Korruption und Vetternwirtschaft
Anlass für diesen „Investiturstreit“ war eine innerkirchliche Reformbewegung, die eine Rückbesinnung auf einfache benediktinische Werte forderte, vor allem aber der Vetternwirtschaft seitens der Könige und Fürstenhäuser bei der Vergabe lukrativer Bischofsämter Einhalt gebieten wollte, was die römische Kirche als Häresie und Simonie verurteilte, so Mediävistin Claudia Zey: „Man wollte eine weitgehende Freiheit der kirchlichen Welt von allen weltlichen, laikalen Einflüssen erreichen, die als schädlich angesehen wurden.“
Hatte sich der kirchentreue Heinrich III. diesen Reformbestrebungen gegenüber noch offen gezeigt, kam es nach dessen Tod im Jahr 1056 unter der Regentschaft seines Sohnes Heinrich IV. zum Bruch mit dem Papst. Nicht nur, dass der junge König eigenmächtig über die Ernennung von ihm treu ergebenen Bischöfen entschied, verkündete er 1076 in Worms sogar die Absetzung des Papstes. Der verhängte im Gegenzug über Heinrich und viele seiner Getreuen den Kirchenbann. Sie wurden exkommuniziert.
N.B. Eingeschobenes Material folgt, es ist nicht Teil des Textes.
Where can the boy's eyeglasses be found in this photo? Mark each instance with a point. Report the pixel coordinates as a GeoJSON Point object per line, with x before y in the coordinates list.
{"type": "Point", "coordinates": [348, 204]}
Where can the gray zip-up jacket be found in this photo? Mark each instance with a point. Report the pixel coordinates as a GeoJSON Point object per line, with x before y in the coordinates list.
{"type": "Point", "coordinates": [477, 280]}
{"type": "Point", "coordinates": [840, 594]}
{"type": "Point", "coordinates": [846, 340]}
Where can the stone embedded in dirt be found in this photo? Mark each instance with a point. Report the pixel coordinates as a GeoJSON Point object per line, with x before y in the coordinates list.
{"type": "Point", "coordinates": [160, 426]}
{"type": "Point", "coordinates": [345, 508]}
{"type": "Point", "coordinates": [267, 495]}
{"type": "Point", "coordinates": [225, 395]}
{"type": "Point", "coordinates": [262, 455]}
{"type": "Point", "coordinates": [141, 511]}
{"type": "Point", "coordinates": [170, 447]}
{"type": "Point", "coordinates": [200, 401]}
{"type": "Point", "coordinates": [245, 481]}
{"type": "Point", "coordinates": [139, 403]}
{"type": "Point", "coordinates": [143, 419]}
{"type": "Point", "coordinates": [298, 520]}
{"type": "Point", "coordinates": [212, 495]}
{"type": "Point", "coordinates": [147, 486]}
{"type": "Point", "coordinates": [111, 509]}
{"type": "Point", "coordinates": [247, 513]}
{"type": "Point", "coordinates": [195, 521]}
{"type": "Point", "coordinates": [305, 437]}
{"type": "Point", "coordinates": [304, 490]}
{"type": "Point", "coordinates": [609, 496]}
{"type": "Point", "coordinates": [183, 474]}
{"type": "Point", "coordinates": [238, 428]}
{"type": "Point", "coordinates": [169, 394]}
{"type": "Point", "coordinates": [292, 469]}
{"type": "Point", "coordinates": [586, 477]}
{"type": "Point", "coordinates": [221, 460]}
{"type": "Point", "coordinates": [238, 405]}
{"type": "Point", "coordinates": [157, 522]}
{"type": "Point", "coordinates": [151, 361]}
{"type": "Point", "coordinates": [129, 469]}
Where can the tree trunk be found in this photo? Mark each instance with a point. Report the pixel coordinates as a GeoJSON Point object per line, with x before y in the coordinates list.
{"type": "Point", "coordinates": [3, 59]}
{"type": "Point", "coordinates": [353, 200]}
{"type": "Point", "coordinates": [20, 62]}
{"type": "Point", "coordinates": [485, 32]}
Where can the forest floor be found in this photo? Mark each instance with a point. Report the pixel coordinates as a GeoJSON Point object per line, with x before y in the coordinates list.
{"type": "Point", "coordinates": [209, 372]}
Canossa versöhnte nur kurzfristig
Mit seinem legendären Bußgang zum Papst, der 1077 in Canossa weilte, konnte Heinrich IV. die angespannte Lage zunächst beruhigen. Vorerst. Doch schon bald entbrannte der Kampf um die Vorherrschaft im Reich umso heftiger und wurde auch in die nächste Generation getragen, so Claudia Zey: „Wir müssen uns vorstellen, dass in Deutschland und auch in Teilen Italiens es tatsächlich kriegerische Zustände gab, die die Ressourcen aller Beteiligten sehr stark in Mitleidenschaft zogen, und das war auch ein Grund, warum die Fürsten, die geistlichen wie die weltlichen, wollten, dass dieser Konflikt endlich aufhörte. Das Reich befand sich in einer ganz grundlegenden Krise, die eigentlich für alle Bevölkerungsteile damit einherging.“
Ewig währt der Frieden, der im September 1122 in Worms ausgehandelt wird, allerdings nicht. Als 30 Jahre später der machthungrige Stauferkönig Friedrich I., Barbarossa, den Thron besteigt, geht die Auseinandersetzung zwischen Kirche und Krone in die nächste Runde.